The Algorithm Execution Container is implemented with Python 2.7 as a Zeppelin notebook. Here, we describe how the tool can be utilized from the AEGIS platform.

STEP 1 - Install the notebook

If the Algorithm Execution Container Zeppelin notebook does not already exist in a specific project, one should first download it in its JSON description.

Once downloaded, one should import the .JSON file to an empty Zeppelin notebook (by selecting the "Import Note" option).

Once this is done, a new "AEGIS" notebook is created in your project's folder.

STEP 2 - Create a DataSet folder

You need to create a dataset folder with public permissions in your AEGIS project, in order for the AEC to be able to export its results there.

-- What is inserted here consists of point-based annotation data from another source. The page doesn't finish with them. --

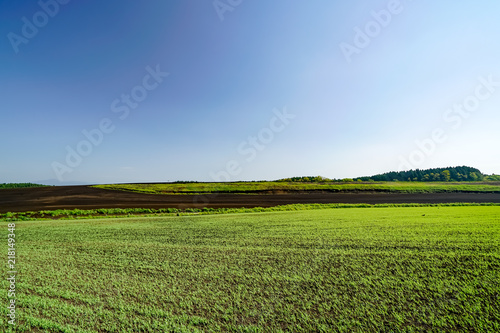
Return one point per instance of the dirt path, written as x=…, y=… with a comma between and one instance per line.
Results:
x=85, y=197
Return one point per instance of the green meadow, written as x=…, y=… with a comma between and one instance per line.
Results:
x=255, y=187
x=391, y=269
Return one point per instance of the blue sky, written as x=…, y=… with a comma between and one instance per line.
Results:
x=254, y=90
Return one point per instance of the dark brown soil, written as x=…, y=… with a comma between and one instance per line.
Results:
x=85, y=197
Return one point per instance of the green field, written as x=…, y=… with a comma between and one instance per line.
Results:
x=256, y=187
x=405, y=269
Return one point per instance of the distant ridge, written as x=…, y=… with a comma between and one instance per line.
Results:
x=454, y=174
x=460, y=174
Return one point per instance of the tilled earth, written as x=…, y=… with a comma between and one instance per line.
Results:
x=86, y=197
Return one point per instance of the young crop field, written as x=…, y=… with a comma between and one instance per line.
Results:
x=392, y=269
x=258, y=187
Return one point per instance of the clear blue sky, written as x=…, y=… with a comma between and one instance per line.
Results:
x=360, y=87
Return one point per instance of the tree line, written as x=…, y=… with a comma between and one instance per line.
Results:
x=449, y=174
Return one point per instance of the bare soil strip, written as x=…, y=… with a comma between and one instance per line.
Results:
x=85, y=197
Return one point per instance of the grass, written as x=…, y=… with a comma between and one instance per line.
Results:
x=259, y=187
x=399, y=269
x=150, y=212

STEP 3 - Open the notebook

Open the notebook by clicking at the new "AEGIS" notebook that has appeared in your Notebook's folder in the AEGIS platform.

STEP 4 - Select the spark interpret

By clicking the Settings icon (gear) in the top right of the notebook, you are able to drag the spark interpreter as the first to be triggered.

STEP 5 - Initialise the NoteBook (only once)

For the initialisation of the notebook, run the paragraph called "Algorithm Initialisation"

API

No API is available, since the Algorithm Execution Container is a Zeppelin notebook.